When I first decided to give up eating meat I did my normal thing. It was not good enough for me to go vegan, oh no, I had to go frugarian, which is only eating the parts of any plant that can be given without killing the host, or which the host would give up in its normal life cycle. For instance, nearly all fruits, seeds, such as rice and wheat, and non-root vegetables, such as beans and peas. I don’t think Stef was too pleased with our frugarian wedding reception! Since then I have been a fully fledged vegan and most things in between, but I have never gone back to eating the flesh of land animals again.
So here I am 20 odd years on from making my decision not to eat meat, still trying to decide how far down this life changing road I should go and why. I know, and have known many inspirational animal welfare people who have collectively rescued or improved the lives of tens of thousands, if not millions of animals, and all but a few of those animal welfare giants, ate animals. I have been to functions hosted by some of the largest animal welfare organisations where there was no animal friendly food available at all! And I suspect that only a small percentage of the staff and volunteers of most animal welfare organizations, are non-meat eaters, so how does that work?
In my case, in an ideal world I would like not to cause the death of any sentient being simply because I do not want to cause suffering so that I can eat a more varied type of food. I know that I can survive without animal protein but now and then I weaken and will eat some fish or other sea based life such as prawns. When drawn on the subject in conversation I have in the past stated that my main objection to meat-eating is the way animals are farmed, and that I have less qualms about eating animals that have lived a natural existence, such as non-factory farmed fish. But in reality deep down I believe that it is wrong to take the life of any other species unless my life is not tenable without doing so. And that is just not the case; in fact the opposite is true. To my mind it is a proven fact that the consumption of meat, apart from causing so much suffering is causing terrible problems to the environment and the health of the human species. You don’t have to look to hard to find pretty conclusive evidence that cancer, obesity, greenhouse gasses, and lots of other bad things are associated to our need for copious amounts of animal flesh.
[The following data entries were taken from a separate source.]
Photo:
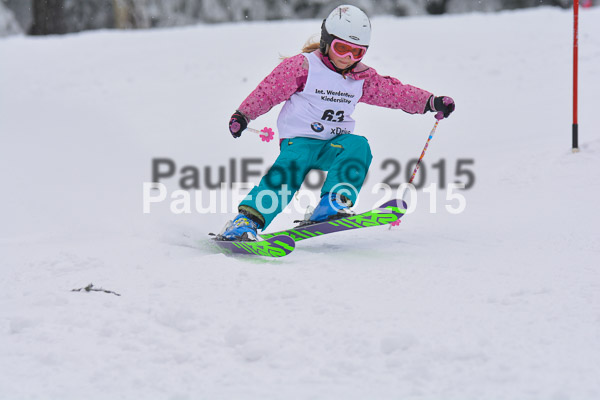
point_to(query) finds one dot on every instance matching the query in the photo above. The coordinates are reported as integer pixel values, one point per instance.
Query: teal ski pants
(345, 157)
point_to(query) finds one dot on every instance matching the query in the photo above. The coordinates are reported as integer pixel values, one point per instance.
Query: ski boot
(242, 228)
(331, 206)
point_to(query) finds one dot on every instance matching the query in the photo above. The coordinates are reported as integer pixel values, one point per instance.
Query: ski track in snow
(499, 302)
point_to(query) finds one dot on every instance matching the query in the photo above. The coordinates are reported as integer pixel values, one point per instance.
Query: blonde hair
(311, 45)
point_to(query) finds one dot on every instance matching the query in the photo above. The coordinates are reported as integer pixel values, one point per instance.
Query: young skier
(320, 87)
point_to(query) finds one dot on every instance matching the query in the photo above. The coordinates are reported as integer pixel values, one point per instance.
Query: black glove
(444, 105)
(237, 124)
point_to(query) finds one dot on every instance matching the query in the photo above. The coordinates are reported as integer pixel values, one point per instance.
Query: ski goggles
(343, 49)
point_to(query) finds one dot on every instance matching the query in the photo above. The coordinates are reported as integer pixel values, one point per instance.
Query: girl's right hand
(237, 124)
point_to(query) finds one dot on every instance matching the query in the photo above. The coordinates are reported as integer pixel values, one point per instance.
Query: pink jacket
(290, 77)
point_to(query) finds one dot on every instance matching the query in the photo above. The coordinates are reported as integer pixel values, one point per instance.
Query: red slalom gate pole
(575, 67)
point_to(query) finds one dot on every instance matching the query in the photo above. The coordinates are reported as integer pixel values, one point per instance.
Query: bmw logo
(317, 127)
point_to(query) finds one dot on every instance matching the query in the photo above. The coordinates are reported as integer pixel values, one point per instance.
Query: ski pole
(412, 178)
(266, 134)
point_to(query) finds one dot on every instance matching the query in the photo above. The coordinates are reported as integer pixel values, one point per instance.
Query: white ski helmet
(348, 23)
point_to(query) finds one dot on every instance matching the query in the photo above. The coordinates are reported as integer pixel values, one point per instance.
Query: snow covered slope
(501, 301)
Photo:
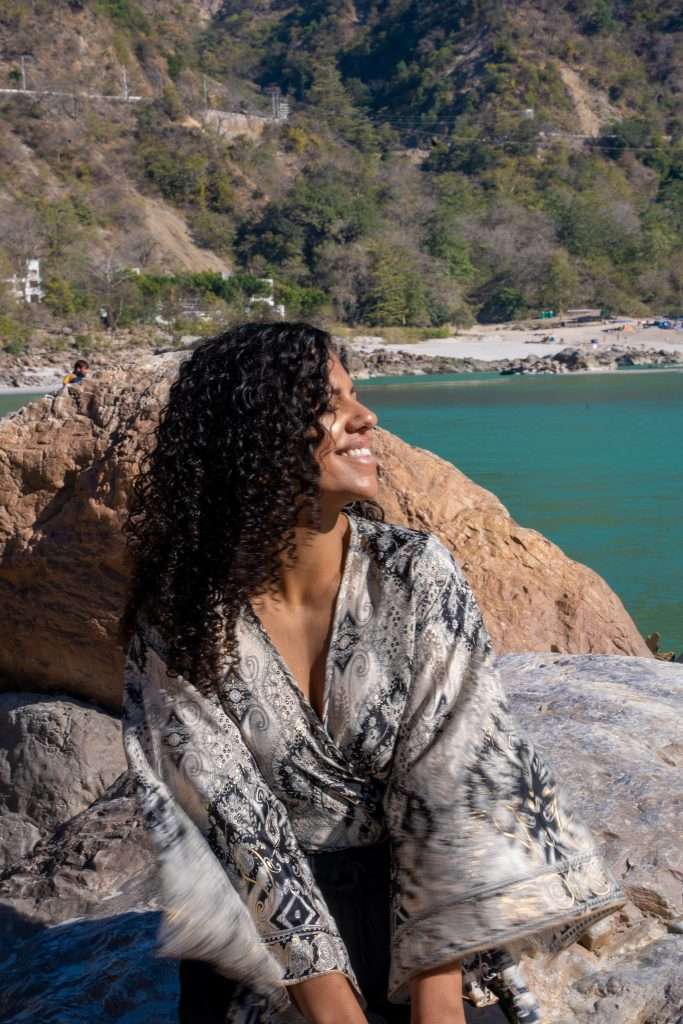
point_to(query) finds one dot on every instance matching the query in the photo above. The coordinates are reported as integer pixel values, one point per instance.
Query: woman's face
(348, 466)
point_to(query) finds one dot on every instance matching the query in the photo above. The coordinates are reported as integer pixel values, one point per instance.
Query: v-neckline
(319, 721)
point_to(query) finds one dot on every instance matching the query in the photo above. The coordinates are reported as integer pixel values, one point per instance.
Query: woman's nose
(366, 417)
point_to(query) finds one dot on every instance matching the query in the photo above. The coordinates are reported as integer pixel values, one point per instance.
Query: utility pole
(274, 98)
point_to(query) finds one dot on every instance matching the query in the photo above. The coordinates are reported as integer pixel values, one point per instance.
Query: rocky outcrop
(608, 725)
(532, 596)
(67, 464)
(56, 757)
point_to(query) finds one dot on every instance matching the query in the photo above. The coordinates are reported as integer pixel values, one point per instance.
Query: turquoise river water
(595, 462)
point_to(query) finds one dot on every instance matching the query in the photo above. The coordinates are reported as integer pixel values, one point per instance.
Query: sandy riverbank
(509, 342)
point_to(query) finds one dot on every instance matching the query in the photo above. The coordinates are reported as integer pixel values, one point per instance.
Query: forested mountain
(442, 161)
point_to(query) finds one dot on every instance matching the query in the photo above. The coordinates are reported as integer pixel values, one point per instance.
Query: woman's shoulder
(411, 551)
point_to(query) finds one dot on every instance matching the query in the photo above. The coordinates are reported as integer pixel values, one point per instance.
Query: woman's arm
(436, 996)
(484, 851)
(328, 999)
(236, 888)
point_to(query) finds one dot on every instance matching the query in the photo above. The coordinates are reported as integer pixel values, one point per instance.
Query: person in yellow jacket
(79, 373)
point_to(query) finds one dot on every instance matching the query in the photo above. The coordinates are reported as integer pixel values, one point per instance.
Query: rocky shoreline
(78, 892)
(42, 368)
(392, 363)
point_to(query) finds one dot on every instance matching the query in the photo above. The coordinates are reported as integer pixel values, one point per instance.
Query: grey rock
(79, 915)
(611, 729)
(57, 756)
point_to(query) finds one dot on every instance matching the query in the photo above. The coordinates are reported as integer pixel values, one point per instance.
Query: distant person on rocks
(347, 818)
(78, 374)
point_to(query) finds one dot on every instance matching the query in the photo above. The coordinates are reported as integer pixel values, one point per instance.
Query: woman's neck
(317, 566)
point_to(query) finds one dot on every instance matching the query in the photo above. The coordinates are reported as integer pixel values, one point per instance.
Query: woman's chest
(366, 679)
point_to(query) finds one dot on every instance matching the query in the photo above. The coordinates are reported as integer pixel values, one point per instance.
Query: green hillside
(442, 162)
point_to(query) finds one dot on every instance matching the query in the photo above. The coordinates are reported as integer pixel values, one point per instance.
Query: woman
(347, 821)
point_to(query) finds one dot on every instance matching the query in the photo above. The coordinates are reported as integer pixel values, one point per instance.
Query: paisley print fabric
(416, 745)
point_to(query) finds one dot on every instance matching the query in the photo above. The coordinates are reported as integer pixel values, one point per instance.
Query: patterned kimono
(416, 747)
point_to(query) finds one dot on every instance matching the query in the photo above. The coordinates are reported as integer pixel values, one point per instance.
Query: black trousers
(355, 886)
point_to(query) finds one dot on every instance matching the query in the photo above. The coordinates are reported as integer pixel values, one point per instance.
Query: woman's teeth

Why then do I, having considered this for so many years, and believing that it’s wrong to do so, weaken now and then? To be honest, I think it just comes down to a lack of will power and is normally associated with going out or a special occasion where prawns or piece of fish somehow becomes too hard to resist. Mind you with most restaurants, especially where we live in Spain, offering zero choices when it comes to vegan friendly food you can understand why many non-animal eaters hate going out to eat.
Although I am quite passionate about my belief that eating our fellow creatures is wrong for so many reasons, (ok yes I know I don’t practice what I preach 100%,) I am disappointed that I have not knowingly converted anybody to live an animal friendly lifestyle. All my children, my parents, my brothers and sisters, most of my friends and many of my colleagues all eat meat. Either I am a terrible advert for not eating meat, or the temptation for the products animals bring to the table is just too strong to resist, or my concern for the welfare of animals is misplaced and I should go out, slay a cow and tuck in.
If any of you have managed to read this far and are still awake enough to reply, I would appreciate your thoughts on why you do, or do not animals. Actually writing this has been quite cathartic for me and has if anything has focused me more on living a lifestyle that does not adversely affect the quality or length of life, of my fellow creatures.